Doing this, it stated, would make the use of cryptocurrencies less attractive, even as he prescribed the restriction of cryptocurrency advertisements and the issuing of a central bank digital currency (CBDC).
Meanwhile, the value of global trade rose to a record $7.7 trillion in the first quarter (Q1) of 2022, an increase of about $1 trillion in the corresponding period of 2021, a report by the UNCTAD has stated.
The just-released UNCTAD Global Trade Update revealed that the growth, which represents a rise of about $250 million relative to Q4 2021, was fuelled by rising commodity prices, as trade volumes have increased to a much lower extent.
According to the report, although expected to remain positive, trade growth has continued to slow during Q2 2022.
“The war in Ukraine is starting to influence international trade, largely through increases in prices,” the report noted.
It affirmed that rising interest rates and the winding down of economic stimulus packages would likely have a negative impact on trade volumes for the rest of 2022, even as volatility in commodity prices and geopolitical factors would also continue to make trade developments uncertain.
The report stressed that trade growth rates in Q1 2022 remained strong across all geographic regions, although somewhat lower in the East Asia and Pacific regions.
Export growth has been generally stronger in commodity-exporting regions, as commodity prices have increased.
Trade in merchandise goods reached about $6.1 trillion, an increase of about 25 per cent relative to Q1 2021, and a jump of about 3.6 per cent when compared to to Q4 2021.

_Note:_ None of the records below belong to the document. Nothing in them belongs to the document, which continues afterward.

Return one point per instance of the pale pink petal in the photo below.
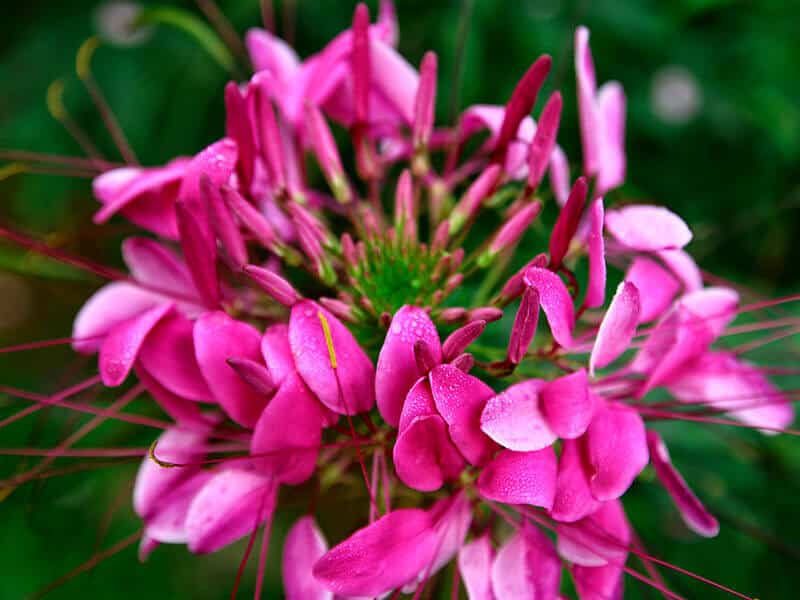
(617, 327)
(121, 347)
(460, 399)
(573, 500)
(232, 504)
(424, 456)
(350, 387)
(526, 566)
(475, 565)
(556, 303)
(520, 478)
(657, 287)
(647, 228)
(286, 439)
(617, 450)
(305, 545)
(385, 555)
(694, 514)
(568, 405)
(218, 337)
(514, 418)
(596, 286)
(397, 370)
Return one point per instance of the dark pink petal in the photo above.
(304, 546)
(596, 286)
(460, 399)
(524, 328)
(342, 376)
(567, 222)
(617, 327)
(725, 383)
(286, 439)
(424, 456)
(573, 500)
(397, 370)
(276, 352)
(230, 505)
(526, 566)
(520, 478)
(617, 450)
(514, 419)
(647, 228)
(475, 565)
(568, 405)
(385, 555)
(169, 358)
(121, 347)
(657, 287)
(109, 307)
(601, 538)
(217, 337)
(556, 303)
(694, 514)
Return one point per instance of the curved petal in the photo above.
(514, 419)
(217, 337)
(397, 370)
(230, 505)
(349, 388)
(520, 478)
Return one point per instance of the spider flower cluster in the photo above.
(318, 301)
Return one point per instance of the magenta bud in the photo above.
(250, 218)
(520, 105)
(544, 140)
(462, 337)
(274, 285)
(567, 222)
(524, 327)
(425, 102)
(254, 374)
(485, 313)
(463, 362)
(424, 357)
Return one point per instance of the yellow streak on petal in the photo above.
(326, 330)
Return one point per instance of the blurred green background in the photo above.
(713, 131)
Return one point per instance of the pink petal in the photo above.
(460, 399)
(526, 566)
(231, 505)
(277, 353)
(617, 327)
(304, 546)
(556, 303)
(657, 288)
(475, 565)
(596, 286)
(169, 358)
(617, 450)
(349, 389)
(514, 419)
(288, 433)
(121, 348)
(568, 405)
(573, 500)
(647, 228)
(694, 514)
(217, 337)
(398, 546)
(520, 478)
(109, 307)
(397, 370)
(424, 456)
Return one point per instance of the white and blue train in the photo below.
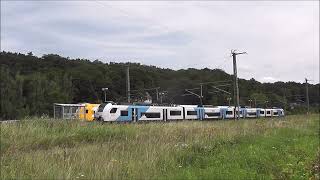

The value of merchandise exports from developing countries was about 25 per cent higher in Q1 2022 than in Q1 2021.
In comparison, the figure is about 14 per cent for developed countries.
Merchandise trade between developing countries also strongly grew during Q1 2022
Trade in services grew to about $1.6 trillion, an increase of about 22 per cent relative to Q1 2021, and a rise of about 1.7 per cent relative to Q4 2021.
The report showed that most economic sectors recorded substantial year-over-year increases in the value of their trade in Q1 2022.
High fuel prices were behind the strong increase in the value of trade in the energy sector, it noted.
Trade growth was also above average for metals and chemicals.
By contrast, trade in the transportation sector and in communication equipment has remained below the levels of 2021 and 2019.
The report stated that the evolution of world trade for the remainder of 2022 was likely to be affected by slower-than-expected economic growth due to rising interest rates, inflationary pressures and concerns over debt sustainability in many economies.
The report pointed out that the war in Ukraine was affecting international trade by putting further upward pressure on the international prices of energy and primary commodities.
In the short term, because of the inelastic global demand for food and energy products, rising food and energy prices would likely result in higher trade values, and marginally lower trade volumes.
Other factors expected to influence global trade this year are continuing challenges for global supply chains, regionalisation trends and policies supporting the transition towards a greener global economy.